My research interests all concern moral learning and political transformation. I am motivated by the following question: how can we get others, and ourselves, to value overcoming injustice? That is, to more properly see and feel the appeal of living in a society of equals?

You can view my dissertation here.

Works in Progress

  • A paper on vindictive anger. Under Review. Email me for a draft.

  • “Feminism and Suspect Femininity” Email me for a draft.

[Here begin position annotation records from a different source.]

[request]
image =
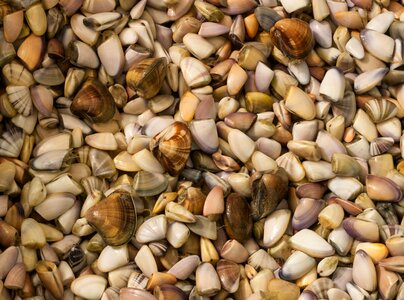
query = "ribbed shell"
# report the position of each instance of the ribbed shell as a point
(114, 218)
(172, 147)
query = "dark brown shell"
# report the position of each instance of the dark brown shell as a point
(293, 37)
(147, 76)
(238, 222)
(172, 147)
(267, 191)
(114, 218)
(93, 102)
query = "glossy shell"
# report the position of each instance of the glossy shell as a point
(114, 218)
(293, 37)
(147, 77)
(93, 102)
(172, 147)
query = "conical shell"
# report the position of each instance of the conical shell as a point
(114, 218)
(147, 77)
(172, 147)
(93, 102)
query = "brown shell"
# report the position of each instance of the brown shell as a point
(147, 76)
(267, 191)
(114, 218)
(238, 222)
(172, 147)
(93, 102)
(293, 37)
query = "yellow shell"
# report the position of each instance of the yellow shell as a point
(172, 147)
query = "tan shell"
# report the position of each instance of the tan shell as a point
(114, 218)
(93, 102)
(147, 77)
(293, 37)
(172, 147)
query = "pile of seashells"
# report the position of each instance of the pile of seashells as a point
(188, 149)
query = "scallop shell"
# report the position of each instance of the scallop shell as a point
(147, 76)
(11, 142)
(20, 98)
(93, 102)
(293, 37)
(380, 110)
(114, 218)
(172, 147)
(381, 145)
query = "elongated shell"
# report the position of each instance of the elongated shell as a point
(114, 218)
(147, 77)
(93, 102)
(172, 147)
(293, 37)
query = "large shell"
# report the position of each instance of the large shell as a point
(172, 147)
(114, 218)
(293, 37)
(267, 191)
(147, 77)
(93, 102)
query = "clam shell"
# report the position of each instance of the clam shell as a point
(293, 37)
(114, 218)
(93, 102)
(172, 147)
(147, 77)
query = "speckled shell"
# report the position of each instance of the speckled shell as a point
(114, 218)
(147, 77)
(93, 102)
(172, 147)
(293, 37)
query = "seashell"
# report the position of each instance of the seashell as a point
(147, 77)
(293, 37)
(93, 102)
(172, 147)
(380, 110)
(50, 277)
(382, 189)
(101, 163)
(148, 184)
(51, 76)
(16, 74)
(152, 229)
(20, 98)
(306, 213)
(237, 218)
(114, 218)
(229, 275)
(267, 191)
(297, 265)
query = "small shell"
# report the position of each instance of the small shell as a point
(172, 147)
(114, 218)
(147, 77)
(293, 37)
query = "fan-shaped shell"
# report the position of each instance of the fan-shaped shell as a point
(147, 77)
(293, 37)
(114, 218)
(20, 98)
(11, 142)
(172, 147)
(93, 102)
(380, 110)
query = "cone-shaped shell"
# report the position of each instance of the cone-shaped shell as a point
(172, 147)
(293, 37)
(93, 102)
(147, 77)
(114, 218)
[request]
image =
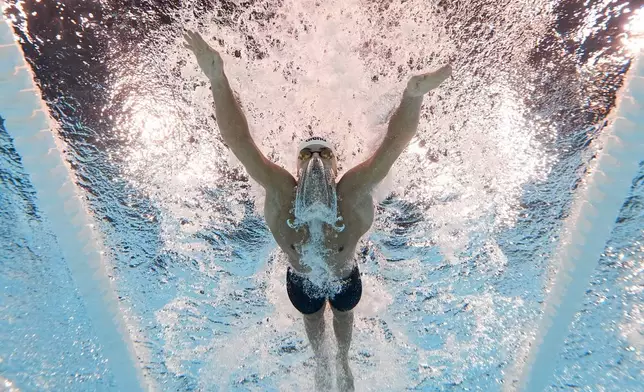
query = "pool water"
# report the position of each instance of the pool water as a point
(459, 259)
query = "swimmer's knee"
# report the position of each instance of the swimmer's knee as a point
(341, 314)
(316, 315)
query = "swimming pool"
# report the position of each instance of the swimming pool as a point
(457, 263)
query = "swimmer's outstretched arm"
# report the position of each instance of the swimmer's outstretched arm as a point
(230, 117)
(402, 128)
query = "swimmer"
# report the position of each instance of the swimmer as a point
(315, 220)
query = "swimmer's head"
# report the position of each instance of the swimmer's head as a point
(316, 147)
(315, 198)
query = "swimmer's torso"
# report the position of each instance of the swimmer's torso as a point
(356, 211)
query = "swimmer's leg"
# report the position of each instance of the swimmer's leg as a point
(343, 329)
(314, 326)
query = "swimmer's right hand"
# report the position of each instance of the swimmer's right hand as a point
(208, 59)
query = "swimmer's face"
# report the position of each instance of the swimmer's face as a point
(324, 153)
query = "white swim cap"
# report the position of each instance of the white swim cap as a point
(315, 141)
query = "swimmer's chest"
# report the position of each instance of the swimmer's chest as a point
(357, 217)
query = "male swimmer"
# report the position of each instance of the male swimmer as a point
(316, 221)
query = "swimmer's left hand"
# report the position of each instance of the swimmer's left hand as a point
(420, 85)
(208, 58)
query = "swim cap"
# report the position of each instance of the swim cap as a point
(315, 141)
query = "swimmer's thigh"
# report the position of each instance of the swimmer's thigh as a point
(350, 294)
(302, 301)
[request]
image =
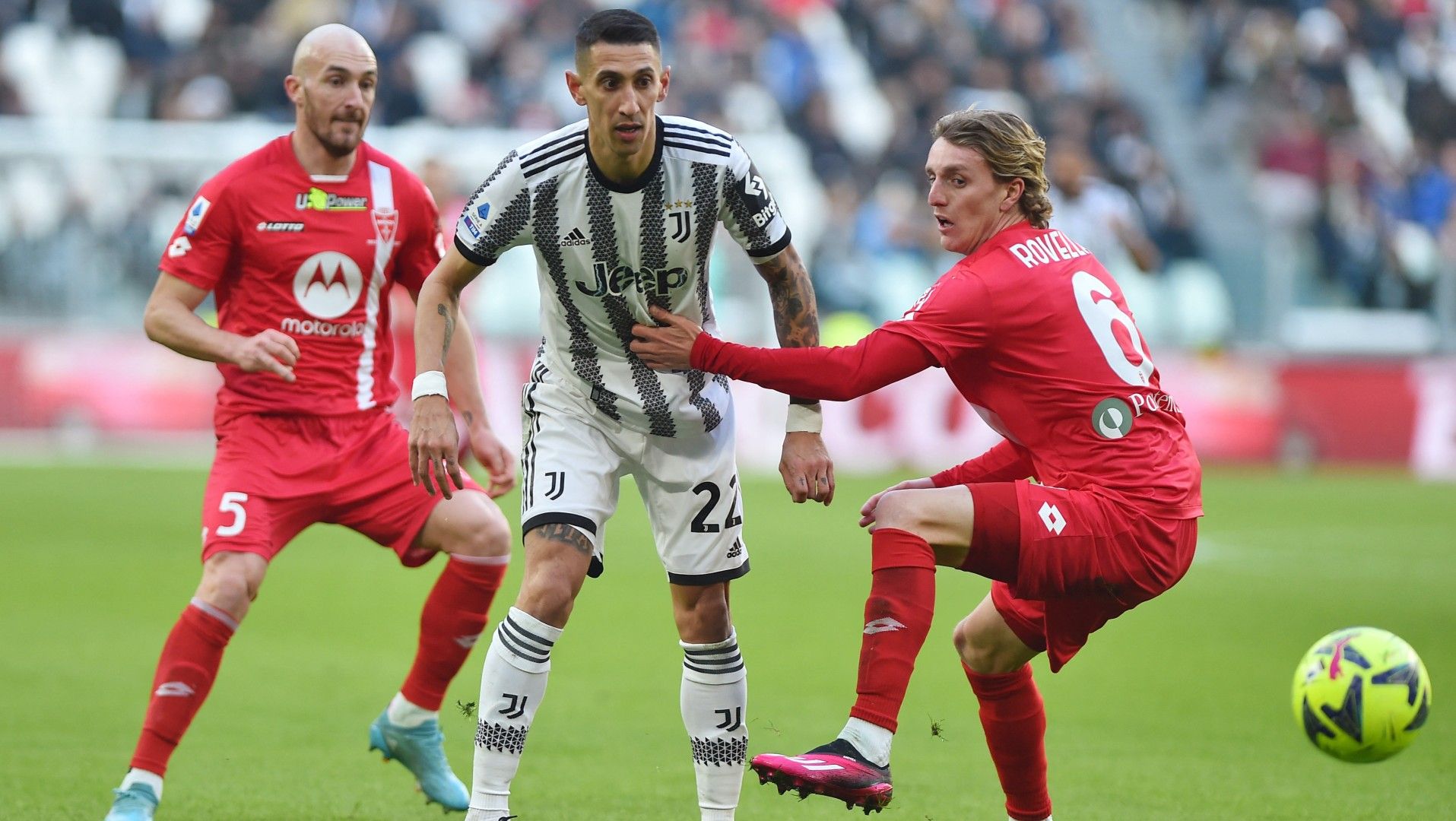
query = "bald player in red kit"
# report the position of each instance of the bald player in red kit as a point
(1036, 335)
(300, 242)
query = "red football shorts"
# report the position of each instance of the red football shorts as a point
(275, 475)
(1082, 561)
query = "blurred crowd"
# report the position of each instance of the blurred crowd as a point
(1350, 114)
(858, 82)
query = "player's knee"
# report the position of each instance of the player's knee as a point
(230, 582)
(899, 510)
(477, 529)
(705, 619)
(980, 652)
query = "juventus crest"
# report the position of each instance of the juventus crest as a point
(680, 216)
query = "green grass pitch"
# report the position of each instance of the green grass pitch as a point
(1178, 709)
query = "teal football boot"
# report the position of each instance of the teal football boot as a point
(136, 803)
(423, 752)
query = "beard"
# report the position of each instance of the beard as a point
(335, 144)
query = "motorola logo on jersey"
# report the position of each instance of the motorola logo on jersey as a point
(328, 284)
(1112, 418)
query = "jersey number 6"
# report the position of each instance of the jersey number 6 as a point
(1126, 356)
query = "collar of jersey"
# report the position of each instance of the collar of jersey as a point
(633, 185)
(1002, 239)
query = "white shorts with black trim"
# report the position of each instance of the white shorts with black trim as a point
(573, 461)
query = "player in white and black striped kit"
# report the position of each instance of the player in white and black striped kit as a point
(620, 210)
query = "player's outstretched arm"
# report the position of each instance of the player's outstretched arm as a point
(171, 319)
(433, 440)
(463, 377)
(822, 373)
(805, 466)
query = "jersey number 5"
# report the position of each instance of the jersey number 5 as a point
(1126, 353)
(233, 504)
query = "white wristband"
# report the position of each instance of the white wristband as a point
(805, 418)
(428, 383)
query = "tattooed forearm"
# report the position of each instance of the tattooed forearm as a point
(449, 319)
(560, 531)
(795, 315)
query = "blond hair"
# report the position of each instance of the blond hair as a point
(1010, 146)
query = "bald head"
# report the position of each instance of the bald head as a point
(328, 44)
(332, 89)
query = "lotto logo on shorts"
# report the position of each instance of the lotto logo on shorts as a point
(883, 626)
(1052, 517)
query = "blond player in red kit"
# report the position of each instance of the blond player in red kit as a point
(300, 242)
(1039, 340)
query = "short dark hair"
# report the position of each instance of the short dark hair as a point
(615, 27)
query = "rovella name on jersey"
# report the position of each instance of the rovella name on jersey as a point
(1053, 246)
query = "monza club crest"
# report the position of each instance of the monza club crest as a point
(386, 222)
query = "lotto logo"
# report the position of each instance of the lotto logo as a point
(886, 625)
(1052, 517)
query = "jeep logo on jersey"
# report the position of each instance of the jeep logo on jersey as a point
(328, 284)
(623, 277)
(319, 200)
(1112, 418)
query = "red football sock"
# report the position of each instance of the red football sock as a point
(450, 623)
(897, 619)
(186, 673)
(1015, 728)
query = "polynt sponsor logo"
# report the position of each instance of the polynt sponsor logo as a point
(1112, 418)
(328, 284)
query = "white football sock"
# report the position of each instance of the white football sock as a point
(402, 712)
(513, 683)
(715, 701)
(136, 776)
(870, 738)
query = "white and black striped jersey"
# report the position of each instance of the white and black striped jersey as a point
(606, 251)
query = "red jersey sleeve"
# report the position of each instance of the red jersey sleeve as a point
(1005, 461)
(816, 373)
(205, 239)
(424, 243)
(953, 318)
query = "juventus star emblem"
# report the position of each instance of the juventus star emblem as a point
(682, 224)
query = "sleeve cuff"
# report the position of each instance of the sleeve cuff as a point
(702, 353)
(472, 256)
(766, 254)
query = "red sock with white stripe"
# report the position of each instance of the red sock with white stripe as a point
(450, 623)
(1015, 734)
(186, 673)
(897, 619)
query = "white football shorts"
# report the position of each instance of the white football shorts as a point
(573, 461)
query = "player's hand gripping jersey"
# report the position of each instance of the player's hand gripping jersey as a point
(313, 258)
(606, 251)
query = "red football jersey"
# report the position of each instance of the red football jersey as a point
(1036, 335)
(312, 256)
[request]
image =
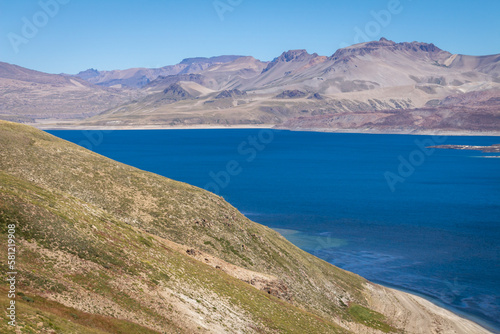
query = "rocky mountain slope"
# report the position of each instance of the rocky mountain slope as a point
(29, 96)
(359, 87)
(106, 248)
(139, 77)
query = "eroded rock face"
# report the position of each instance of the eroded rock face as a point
(291, 94)
(225, 94)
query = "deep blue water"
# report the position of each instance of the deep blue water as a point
(435, 232)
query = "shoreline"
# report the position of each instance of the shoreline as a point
(435, 305)
(439, 304)
(437, 308)
(462, 133)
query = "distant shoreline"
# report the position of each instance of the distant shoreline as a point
(49, 127)
(435, 303)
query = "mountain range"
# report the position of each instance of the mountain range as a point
(378, 86)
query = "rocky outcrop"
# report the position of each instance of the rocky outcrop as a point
(291, 94)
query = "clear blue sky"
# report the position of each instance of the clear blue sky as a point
(119, 34)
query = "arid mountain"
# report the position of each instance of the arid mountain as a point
(469, 113)
(103, 247)
(357, 86)
(29, 96)
(139, 77)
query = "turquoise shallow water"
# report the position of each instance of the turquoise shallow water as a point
(382, 206)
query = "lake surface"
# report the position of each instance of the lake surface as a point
(382, 206)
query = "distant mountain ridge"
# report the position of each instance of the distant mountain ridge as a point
(139, 77)
(371, 77)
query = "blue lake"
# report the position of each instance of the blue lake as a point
(426, 221)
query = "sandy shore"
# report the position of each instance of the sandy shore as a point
(42, 126)
(418, 315)
(62, 126)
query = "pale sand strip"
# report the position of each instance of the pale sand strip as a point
(418, 315)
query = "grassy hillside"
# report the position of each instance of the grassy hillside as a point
(105, 247)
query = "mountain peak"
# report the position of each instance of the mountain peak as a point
(211, 60)
(362, 49)
(291, 55)
(299, 55)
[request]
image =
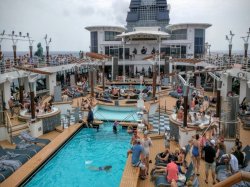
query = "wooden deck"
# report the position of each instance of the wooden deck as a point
(29, 167)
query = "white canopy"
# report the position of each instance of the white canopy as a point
(143, 34)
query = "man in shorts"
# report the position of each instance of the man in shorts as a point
(210, 158)
(137, 153)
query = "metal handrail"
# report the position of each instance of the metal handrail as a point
(234, 179)
(8, 125)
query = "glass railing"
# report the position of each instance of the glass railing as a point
(177, 37)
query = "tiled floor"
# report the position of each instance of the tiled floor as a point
(158, 146)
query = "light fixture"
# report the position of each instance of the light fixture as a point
(248, 84)
(219, 84)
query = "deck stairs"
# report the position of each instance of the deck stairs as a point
(155, 119)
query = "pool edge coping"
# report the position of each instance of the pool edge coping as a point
(32, 165)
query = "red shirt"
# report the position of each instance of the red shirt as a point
(172, 171)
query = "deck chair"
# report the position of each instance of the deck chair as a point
(246, 150)
(13, 156)
(28, 138)
(28, 153)
(5, 173)
(20, 142)
(162, 182)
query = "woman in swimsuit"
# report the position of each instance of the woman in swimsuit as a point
(196, 153)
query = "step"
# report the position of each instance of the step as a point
(59, 129)
(19, 127)
(17, 132)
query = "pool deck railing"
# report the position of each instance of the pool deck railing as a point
(24, 172)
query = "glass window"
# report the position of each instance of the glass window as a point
(94, 41)
(110, 36)
(199, 42)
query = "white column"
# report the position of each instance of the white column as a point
(6, 92)
(52, 83)
(26, 84)
(170, 71)
(244, 90)
(226, 85)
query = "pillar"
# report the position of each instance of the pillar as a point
(47, 54)
(31, 53)
(226, 84)
(26, 84)
(6, 92)
(154, 80)
(170, 71)
(244, 90)
(14, 54)
(51, 83)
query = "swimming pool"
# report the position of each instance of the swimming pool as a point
(111, 113)
(69, 167)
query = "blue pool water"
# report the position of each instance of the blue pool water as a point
(70, 165)
(111, 113)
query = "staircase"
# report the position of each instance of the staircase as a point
(164, 122)
(15, 127)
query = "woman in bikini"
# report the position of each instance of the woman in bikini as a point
(196, 153)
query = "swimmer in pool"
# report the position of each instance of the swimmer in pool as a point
(103, 168)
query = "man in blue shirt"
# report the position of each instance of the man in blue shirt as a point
(137, 151)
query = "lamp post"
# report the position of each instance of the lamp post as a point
(21, 88)
(92, 80)
(47, 47)
(154, 79)
(230, 45)
(208, 50)
(245, 39)
(32, 102)
(186, 90)
(218, 99)
(30, 45)
(123, 69)
(103, 75)
(14, 42)
(159, 72)
(1, 39)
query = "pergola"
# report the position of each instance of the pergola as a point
(144, 34)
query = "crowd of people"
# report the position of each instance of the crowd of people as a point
(214, 154)
(140, 149)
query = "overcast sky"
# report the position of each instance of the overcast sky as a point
(64, 20)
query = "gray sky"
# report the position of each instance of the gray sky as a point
(64, 20)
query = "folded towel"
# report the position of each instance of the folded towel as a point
(27, 136)
(4, 157)
(23, 145)
(12, 155)
(2, 167)
(15, 164)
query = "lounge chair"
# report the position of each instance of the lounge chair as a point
(21, 144)
(26, 152)
(27, 137)
(161, 181)
(5, 173)
(13, 156)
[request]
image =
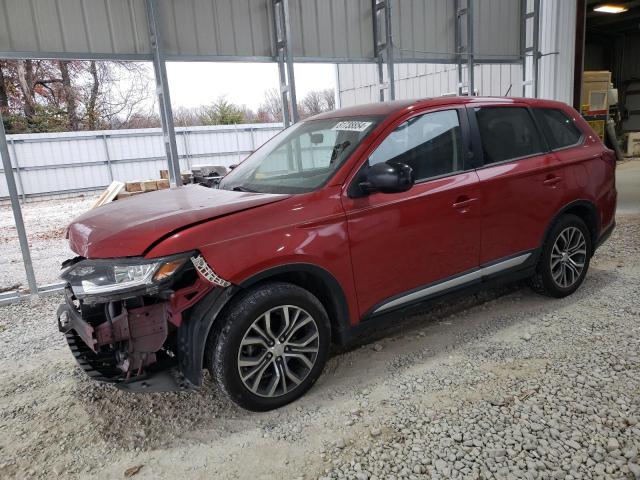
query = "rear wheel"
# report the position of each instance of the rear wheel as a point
(270, 347)
(565, 258)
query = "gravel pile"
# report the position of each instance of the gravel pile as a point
(562, 402)
(45, 223)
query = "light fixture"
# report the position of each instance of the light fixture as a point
(610, 8)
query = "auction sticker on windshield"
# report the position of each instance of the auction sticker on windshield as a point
(352, 126)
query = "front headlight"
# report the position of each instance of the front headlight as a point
(95, 277)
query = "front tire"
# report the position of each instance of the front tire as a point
(565, 258)
(270, 346)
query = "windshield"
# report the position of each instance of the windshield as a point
(301, 158)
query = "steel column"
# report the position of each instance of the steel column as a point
(107, 157)
(383, 49)
(17, 212)
(284, 57)
(465, 50)
(162, 90)
(389, 51)
(458, 44)
(536, 45)
(534, 49)
(470, 49)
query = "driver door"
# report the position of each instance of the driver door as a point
(403, 244)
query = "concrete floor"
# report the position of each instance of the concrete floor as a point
(628, 186)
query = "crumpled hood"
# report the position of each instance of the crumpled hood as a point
(127, 228)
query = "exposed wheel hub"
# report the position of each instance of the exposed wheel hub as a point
(278, 351)
(568, 257)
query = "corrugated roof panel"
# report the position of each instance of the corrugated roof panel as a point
(332, 29)
(496, 29)
(324, 30)
(210, 28)
(424, 29)
(68, 27)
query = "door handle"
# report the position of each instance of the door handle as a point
(463, 202)
(552, 180)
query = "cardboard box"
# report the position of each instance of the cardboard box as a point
(595, 91)
(633, 144)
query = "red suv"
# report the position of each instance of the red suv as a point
(342, 220)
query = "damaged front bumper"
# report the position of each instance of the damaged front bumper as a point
(135, 343)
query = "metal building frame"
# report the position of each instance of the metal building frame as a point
(383, 49)
(530, 22)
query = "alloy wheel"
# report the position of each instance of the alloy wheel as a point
(568, 257)
(278, 351)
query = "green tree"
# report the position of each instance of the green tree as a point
(221, 112)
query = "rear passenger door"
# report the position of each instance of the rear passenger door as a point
(520, 180)
(403, 243)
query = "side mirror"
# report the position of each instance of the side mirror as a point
(388, 178)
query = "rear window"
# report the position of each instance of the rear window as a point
(507, 133)
(559, 129)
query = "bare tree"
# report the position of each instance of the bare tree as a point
(329, 98)
(69, 95)
(272, 105)
(311, 104)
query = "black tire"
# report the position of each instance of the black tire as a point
(543, 282)
(222, 354)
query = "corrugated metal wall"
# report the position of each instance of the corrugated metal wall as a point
(78, 161)
(557, 44)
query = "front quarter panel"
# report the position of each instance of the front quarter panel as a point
(309, 228)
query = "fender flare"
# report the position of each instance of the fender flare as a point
(340, 324)
(576, 203)
(195, 329)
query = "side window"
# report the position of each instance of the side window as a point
(431, 144)
(507, 133)
(558, 127)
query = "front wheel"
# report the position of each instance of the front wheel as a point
(565, 258)
(270, 347)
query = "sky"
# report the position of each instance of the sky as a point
(199, 83)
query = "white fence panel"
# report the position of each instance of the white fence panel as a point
(62, 163)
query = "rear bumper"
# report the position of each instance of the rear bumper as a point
(140, 366)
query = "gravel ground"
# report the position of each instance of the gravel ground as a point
(504, 384)
(45, 223)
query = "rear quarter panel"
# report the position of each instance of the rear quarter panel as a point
(593, 166)
(309, 228)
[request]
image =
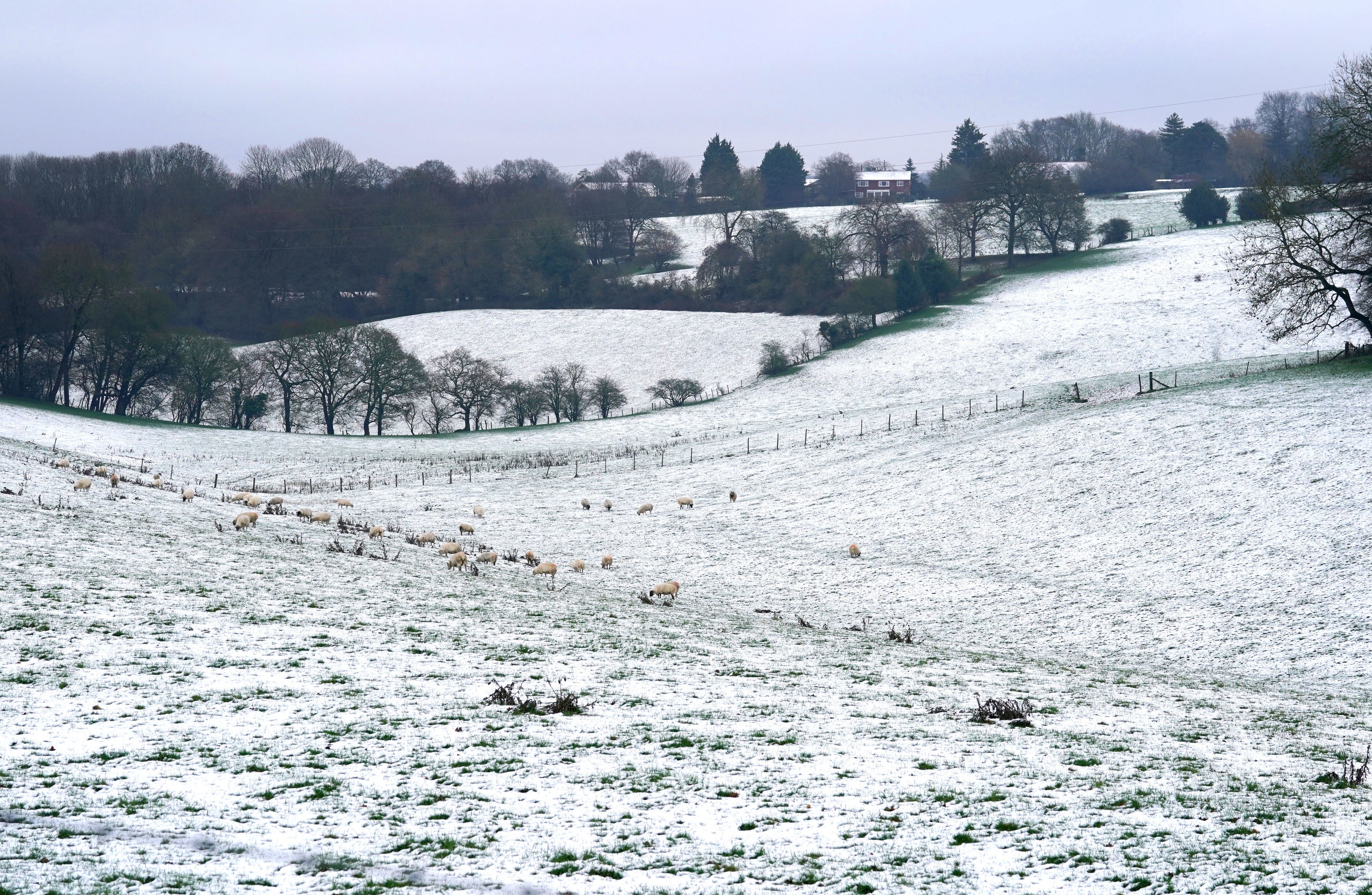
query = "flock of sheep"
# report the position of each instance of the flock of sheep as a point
(455, 552)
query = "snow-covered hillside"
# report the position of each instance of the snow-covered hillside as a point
(637, 348)
(1172, 581)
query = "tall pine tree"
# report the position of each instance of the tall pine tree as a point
(719, 175)
(784, 178)
(969, 145)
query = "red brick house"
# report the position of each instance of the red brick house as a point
(888, 184)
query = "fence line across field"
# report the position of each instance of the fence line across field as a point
(935, 415)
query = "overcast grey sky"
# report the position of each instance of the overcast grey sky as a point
(578, 83)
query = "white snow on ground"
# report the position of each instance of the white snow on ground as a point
(637, 348)
(1175, 582)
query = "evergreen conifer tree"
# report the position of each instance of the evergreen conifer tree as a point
(969, 145)
(719, 175)
(784, 178)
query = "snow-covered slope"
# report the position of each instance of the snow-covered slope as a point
(1174, 582)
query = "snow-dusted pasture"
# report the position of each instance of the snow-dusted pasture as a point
(637, 348)
(1175, 581)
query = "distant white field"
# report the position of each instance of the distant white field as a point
(636, 348)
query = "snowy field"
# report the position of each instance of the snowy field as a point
(1174, 581)
(636, 348)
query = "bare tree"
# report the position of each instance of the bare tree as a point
(471, 384)
(332, 375)
(1009, 179)
(881, 231)
(1308, 266)
(608, 396)
(554, 382)
(575, 393)
(390, 374)
(285, 360)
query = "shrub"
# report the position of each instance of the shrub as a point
(774, 360)
(1117, 230)
(1204, 206)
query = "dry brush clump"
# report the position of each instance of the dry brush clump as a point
(1014, 710)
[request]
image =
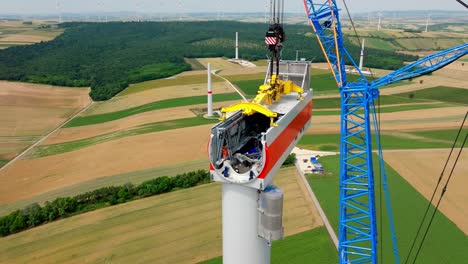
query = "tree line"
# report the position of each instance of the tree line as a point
(109, 56)
(35, 215)
(63, 207)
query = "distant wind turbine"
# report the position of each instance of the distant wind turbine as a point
(427, 21)
(380, 22)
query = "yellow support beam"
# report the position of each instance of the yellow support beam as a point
(267, 94)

    In this paper, I ask how we should feel towards women who conform to suspect norms of appearance. Procedures that help women approximate the feminine ideal, such as invasive cosmetic surgeries or Botox are two such examples. I present a novel type of empathy, which I call proleptic empathy, which avoids treating women as either pitiful victims or as accomplices in their own oppression. Proleptic empathy is a technique for understanding, and feeling towards, those whose very identities can be said to be suspect, that nevertheless treats them with the epistemic humility that their situation calls for. It requires switching back and forth between two types of imaginings: on the one hand, simulating what it is like to be in the woman’s shoes on the assumption that her suspect behavior stems from her will. On the other, simulating what it is like to be in the woman’s shoes on the assumption that her suspect behavior stems from external cultural influences. This mode of empathizing respects those who conform to suspect norms because it presupposes, and thus signals, that their agency is structured by conditions outside of their control but also by themselves. In so doing, it opens up new possibilities for responsible agency, which itself serves liberatory aims.

  • “Transitional Moral Contexts” Email me to discuss.

    There is a class of cases that trickled to foreground of the #MeToo movement which occupied the opposite end of the spectrum from the clearest cases of sexual violation, the latter exemplified by Harvey Weinstein, Larry Nassar and the like. These cases are ones in which something about the sexual interaction appears morally fraught, but where there is disagreement amongst members of the moral community over whether they ought to count as cases of ‘sexual assault’ or ‘rape’ on the one hand, or ‘grey rape’ or ‘bad sex,’ on the other. In this paper, I address how we should feel towards the men who figure into these types of cases. My suggestion is that the reason we have such difficulty adjudicating individuals’ responsibility in these cases is because these are instances of transitional moral contexts where what it is to act morally remains an open question. I defend that this has implications for our current practices of blaming and our online comportment in particular. I argue that online public shaming campaigns in response to these cases are morally and prudentially inappropriate. The reason for this is that practices of shaming provide those doing the shaming with a false sense of moral security. In shaming others, one feigns to be more ‘off the hook’ morally speaking, with respect to the problem at hand than they are entitled to be. It allows them to pretend that their own sexual practices are more egalitarian than they in fact are. Transitional contexts explain how the collective nature of these wrongdoings makes this so. 

  • “Violence and Emancipatory Politics” Email me for a draft.

    The goal of this paper is to explore the role that education and violence play in emancipation. By way of referring to Frederick Douglass’s biographical accounts, I hope to show that the two, education and violence, are more closely related than one might have antecedently thought. In particular, both education and violence can function as what I call modes of emancipation. By this, I mean that there are cases in which education and violence can serve similar functions; namely, the function of assisting particular individuals, in particular contexts, in their fight for freedom.